顾鹤白站在院门口,听着内侍的禀报,眉头皱了一下。
他尚未开口,一道纤细柔弱的身影已从回廊拐角处转了出来。
姜雪晴穿着一身素雅的月白襦裙,外罩淡青色斗篷,身后跟着一个低眉顺眼的丫鬟。
她住在东宫,虽然深居简出,但太子这几日老往这僻静的地方跑,难免听到些风。
想着里面的人要是孟娆……
姜雪晴就觉得抓心挠肝似的难受,刺得她寝食难安,非得亲自来瞧上一眼才行。
“殿下。”姜雪晴见到顾鹤白,脚步微顿,眼底快速掠过一丝复杂,旋即被温顺柔婉覆盖。
她柔柔一福,声音轻软:“妾身听闻孟姐姐在此处?我也许久没同她叙旧了,外头都说孟姐姐已经和离了,我来瞧瞧她。”
她说着,目光似有似无地往顾鹤白身后紧闭的院门瞟了一眼。
姜雪晴一张口,就暴露了自己打探的事实。
顾鹤白不喜别人打探自己的行踪。
他身形未动,疏淡的眉已经不耐的垂下。
“她在休息,你有心了,回吧。”
孟娆被隐约的说话声吵醒,她轻手轻脚地下床,怕吵醒身边的孟念,走到窗边,想看看外面的天色。
这一看,正好将院门口的情形收入眼底。
顾鹤白就站在院门口,身姿挺拔如松,将不大的院门挡了大半,而他面前站着的是姜雪晴。
她怎么会来这里?孟娆心下微讶,随即了然。
这处别苑僻静,寻常人根本不知,姜雪晴能找来,多半是从东宫得了消息。
她这一番,只怕是醉翁之意不在酒。
孟娆无意卷入这种无聊的试探,正想离开窗边,却听姜雪晴的声音幽幽传来。
“殿下,雪晴知道,殿下留雪晴在东宫,是念及当年的微末之情,雪晴感激不尽,可正因如此,雪晴更不能让殿下为难。”
她望着顾鹤白冷硬的侧脸,语气愈发哀婉,眼圈也渐渐红了。
“雪晴思来想去,长此以往,于殿下清誉有损,不若殿下就放雪晴离开吧,雪晴愿寻一处僻静庵堂,青灯古佛,了此残生,绝不再给殿下添任何麻烦。”

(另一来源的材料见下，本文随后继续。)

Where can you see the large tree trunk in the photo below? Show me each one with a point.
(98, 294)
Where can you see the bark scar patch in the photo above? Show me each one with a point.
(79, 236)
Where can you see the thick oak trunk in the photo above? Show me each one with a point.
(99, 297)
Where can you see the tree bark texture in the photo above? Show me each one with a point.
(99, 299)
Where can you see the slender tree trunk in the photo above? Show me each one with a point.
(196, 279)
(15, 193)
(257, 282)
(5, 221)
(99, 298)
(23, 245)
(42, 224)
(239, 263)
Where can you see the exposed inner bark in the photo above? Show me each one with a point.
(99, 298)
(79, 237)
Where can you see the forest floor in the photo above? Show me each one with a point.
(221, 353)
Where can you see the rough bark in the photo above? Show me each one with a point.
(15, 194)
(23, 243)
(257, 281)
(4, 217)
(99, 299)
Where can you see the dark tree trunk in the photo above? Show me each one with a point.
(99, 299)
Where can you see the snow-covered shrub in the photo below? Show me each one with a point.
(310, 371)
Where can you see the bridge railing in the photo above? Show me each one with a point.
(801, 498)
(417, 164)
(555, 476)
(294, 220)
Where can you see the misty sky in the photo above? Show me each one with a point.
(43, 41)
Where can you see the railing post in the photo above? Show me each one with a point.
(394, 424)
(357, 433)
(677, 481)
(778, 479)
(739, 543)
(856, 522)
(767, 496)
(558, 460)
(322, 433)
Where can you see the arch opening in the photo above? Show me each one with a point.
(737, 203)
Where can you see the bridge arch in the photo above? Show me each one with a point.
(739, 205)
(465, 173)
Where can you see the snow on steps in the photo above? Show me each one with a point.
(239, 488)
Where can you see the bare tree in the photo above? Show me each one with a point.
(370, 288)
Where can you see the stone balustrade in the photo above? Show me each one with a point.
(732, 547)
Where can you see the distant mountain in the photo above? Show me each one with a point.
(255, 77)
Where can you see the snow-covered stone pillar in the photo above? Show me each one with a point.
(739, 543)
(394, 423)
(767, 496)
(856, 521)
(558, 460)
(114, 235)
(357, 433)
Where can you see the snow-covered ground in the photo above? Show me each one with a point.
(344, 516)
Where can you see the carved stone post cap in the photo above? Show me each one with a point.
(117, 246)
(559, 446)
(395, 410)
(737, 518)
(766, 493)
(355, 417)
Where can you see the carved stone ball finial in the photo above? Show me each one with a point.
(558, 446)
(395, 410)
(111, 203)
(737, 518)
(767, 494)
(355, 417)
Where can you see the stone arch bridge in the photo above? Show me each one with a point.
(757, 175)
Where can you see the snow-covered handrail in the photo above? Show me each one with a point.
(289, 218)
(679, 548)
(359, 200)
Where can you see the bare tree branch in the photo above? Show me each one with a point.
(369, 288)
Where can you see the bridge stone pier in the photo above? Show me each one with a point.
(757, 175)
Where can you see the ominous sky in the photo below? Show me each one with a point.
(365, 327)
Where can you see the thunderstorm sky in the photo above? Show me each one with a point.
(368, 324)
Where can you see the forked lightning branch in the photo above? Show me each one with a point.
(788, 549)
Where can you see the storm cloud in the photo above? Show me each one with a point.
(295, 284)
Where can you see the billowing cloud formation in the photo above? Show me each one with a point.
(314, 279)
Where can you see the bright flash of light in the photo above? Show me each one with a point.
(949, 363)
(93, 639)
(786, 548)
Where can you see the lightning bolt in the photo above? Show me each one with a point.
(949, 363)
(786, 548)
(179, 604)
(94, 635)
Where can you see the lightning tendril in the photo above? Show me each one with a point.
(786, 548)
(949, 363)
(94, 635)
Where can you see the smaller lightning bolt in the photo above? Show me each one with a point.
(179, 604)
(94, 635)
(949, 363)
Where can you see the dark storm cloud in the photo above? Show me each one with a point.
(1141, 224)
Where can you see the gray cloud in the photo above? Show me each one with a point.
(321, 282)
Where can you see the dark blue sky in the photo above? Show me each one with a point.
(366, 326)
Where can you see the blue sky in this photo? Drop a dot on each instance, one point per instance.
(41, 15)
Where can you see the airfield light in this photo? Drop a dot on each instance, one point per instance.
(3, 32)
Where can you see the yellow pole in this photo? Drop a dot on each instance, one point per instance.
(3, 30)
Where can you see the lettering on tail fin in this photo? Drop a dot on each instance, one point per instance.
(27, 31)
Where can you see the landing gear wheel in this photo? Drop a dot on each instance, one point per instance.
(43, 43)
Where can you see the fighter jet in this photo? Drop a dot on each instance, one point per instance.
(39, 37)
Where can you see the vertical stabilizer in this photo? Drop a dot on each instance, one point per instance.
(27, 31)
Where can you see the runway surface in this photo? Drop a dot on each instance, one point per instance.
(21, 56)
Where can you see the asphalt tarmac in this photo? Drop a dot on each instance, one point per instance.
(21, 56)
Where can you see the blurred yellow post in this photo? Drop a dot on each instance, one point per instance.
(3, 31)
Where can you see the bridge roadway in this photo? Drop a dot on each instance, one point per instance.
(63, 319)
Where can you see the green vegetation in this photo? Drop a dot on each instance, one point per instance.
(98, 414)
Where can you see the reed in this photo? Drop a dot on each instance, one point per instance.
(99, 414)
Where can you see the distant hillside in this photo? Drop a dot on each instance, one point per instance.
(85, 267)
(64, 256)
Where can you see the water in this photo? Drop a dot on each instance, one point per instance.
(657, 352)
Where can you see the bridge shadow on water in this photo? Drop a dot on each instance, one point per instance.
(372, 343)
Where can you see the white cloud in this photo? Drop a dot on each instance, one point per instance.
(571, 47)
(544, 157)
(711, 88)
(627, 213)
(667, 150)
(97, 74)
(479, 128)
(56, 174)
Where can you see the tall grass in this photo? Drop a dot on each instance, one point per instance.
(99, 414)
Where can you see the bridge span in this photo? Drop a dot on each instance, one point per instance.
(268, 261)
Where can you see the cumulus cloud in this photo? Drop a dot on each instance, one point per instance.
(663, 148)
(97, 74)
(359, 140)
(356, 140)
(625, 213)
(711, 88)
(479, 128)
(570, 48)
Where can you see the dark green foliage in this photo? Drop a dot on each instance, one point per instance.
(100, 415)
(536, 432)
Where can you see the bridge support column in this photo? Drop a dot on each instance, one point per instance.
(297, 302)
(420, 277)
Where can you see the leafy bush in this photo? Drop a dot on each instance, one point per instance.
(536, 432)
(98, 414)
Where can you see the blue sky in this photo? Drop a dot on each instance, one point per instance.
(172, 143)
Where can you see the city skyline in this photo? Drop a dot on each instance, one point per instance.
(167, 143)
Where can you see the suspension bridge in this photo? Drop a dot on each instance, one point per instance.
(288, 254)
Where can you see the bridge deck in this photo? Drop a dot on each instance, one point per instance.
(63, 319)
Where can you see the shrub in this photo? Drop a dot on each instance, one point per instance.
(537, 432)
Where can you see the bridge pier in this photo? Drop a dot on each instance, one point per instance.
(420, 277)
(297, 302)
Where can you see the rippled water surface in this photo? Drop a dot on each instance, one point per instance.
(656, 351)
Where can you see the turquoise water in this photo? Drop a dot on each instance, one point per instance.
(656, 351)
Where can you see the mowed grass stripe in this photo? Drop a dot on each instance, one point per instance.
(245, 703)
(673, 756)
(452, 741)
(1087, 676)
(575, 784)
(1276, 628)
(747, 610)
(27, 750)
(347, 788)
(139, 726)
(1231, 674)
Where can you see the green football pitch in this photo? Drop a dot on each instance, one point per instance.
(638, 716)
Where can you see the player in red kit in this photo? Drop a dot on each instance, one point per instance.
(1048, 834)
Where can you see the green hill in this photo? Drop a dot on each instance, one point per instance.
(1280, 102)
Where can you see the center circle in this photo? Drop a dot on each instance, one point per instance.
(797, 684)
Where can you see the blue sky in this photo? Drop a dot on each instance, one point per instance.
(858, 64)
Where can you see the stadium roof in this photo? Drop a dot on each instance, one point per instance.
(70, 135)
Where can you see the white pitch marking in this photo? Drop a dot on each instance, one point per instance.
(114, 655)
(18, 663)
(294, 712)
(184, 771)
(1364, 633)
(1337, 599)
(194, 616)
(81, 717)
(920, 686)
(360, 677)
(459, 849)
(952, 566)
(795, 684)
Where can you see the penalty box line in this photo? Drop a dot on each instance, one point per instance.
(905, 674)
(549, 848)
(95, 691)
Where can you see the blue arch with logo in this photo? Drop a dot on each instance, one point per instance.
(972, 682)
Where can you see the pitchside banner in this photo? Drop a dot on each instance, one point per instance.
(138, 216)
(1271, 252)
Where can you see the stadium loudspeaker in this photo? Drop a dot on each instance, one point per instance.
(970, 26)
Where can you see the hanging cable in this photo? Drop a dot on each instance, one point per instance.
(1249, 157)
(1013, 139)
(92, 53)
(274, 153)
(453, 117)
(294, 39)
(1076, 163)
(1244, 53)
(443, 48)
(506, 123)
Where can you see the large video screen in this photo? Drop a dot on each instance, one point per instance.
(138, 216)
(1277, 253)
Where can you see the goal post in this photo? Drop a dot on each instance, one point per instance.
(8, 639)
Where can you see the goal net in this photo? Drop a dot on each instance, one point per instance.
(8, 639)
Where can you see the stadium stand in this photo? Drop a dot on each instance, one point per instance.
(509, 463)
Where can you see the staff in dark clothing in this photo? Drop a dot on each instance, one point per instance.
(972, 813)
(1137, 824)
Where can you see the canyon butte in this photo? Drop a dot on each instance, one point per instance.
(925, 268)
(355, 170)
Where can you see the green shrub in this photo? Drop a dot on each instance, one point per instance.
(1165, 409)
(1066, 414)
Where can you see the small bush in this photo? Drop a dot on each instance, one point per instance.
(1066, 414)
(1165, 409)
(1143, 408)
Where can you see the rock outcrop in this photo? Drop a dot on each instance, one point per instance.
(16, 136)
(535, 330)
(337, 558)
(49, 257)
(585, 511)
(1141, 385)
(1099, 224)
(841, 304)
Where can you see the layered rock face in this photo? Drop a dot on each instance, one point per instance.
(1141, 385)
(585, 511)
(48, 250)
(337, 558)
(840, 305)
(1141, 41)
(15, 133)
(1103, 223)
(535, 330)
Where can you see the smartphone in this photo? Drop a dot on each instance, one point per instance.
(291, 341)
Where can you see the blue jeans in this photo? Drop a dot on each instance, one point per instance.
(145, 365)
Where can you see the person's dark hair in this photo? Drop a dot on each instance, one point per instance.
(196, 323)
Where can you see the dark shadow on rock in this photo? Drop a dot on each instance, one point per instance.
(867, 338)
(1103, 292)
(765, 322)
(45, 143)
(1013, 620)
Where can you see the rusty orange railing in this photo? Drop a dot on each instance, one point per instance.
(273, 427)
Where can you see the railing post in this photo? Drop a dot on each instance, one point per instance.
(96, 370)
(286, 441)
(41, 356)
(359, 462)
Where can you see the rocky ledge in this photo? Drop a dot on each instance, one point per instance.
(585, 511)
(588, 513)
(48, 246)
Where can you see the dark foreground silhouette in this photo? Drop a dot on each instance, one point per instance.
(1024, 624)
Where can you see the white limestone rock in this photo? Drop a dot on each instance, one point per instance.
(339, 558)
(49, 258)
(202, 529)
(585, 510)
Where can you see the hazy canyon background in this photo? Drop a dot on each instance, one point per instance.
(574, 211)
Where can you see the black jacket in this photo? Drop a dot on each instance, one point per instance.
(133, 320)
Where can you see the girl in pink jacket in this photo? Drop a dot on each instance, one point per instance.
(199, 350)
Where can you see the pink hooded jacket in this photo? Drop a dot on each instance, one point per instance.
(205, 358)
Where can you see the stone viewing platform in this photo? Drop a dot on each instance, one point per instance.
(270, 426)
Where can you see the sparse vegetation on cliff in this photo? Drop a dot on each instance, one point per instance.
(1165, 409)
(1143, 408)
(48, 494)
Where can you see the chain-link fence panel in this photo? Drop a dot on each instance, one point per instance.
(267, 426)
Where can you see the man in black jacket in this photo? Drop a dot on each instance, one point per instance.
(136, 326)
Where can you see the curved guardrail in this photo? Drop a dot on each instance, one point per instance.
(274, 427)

这话说得情真意切,姿态放得极低,完全是一副为顾鹤白着想的姿态。
顾鹤白看着她,脸上没什么表情。
他想起边境那场惨烈的伏击,他身负重伤濒死,是姜雪晴拼死将他从尸堆里拖出来,藏匿救治。
而他也曾给过承诺,会护她周全。
“不必,”他开口,声音里听不出情绪,“东宫不缺住处,你安心待着就是。”
既已承诺,便会做到,但更多的,没有。
孟娆在窗后听着,心里只觉得有些可笑,又有点说不出的疲乏。
姜雪晴这番以退为进,演得倒是投入,可惜顾鹤白似乎不吃这套。
不过话说回来,靠男人那点怜惜过日子,终究是镜花水月,今天他能留你,明天也能赶你走。
终究不是自己的依仗。
她想起江南的外祖家,心里更踏实了些。
等那边派的人一到,她处理了京城的事,就带着念儿回去,外祖家虽不比京城权贵煊赫,却是她真正的依靠。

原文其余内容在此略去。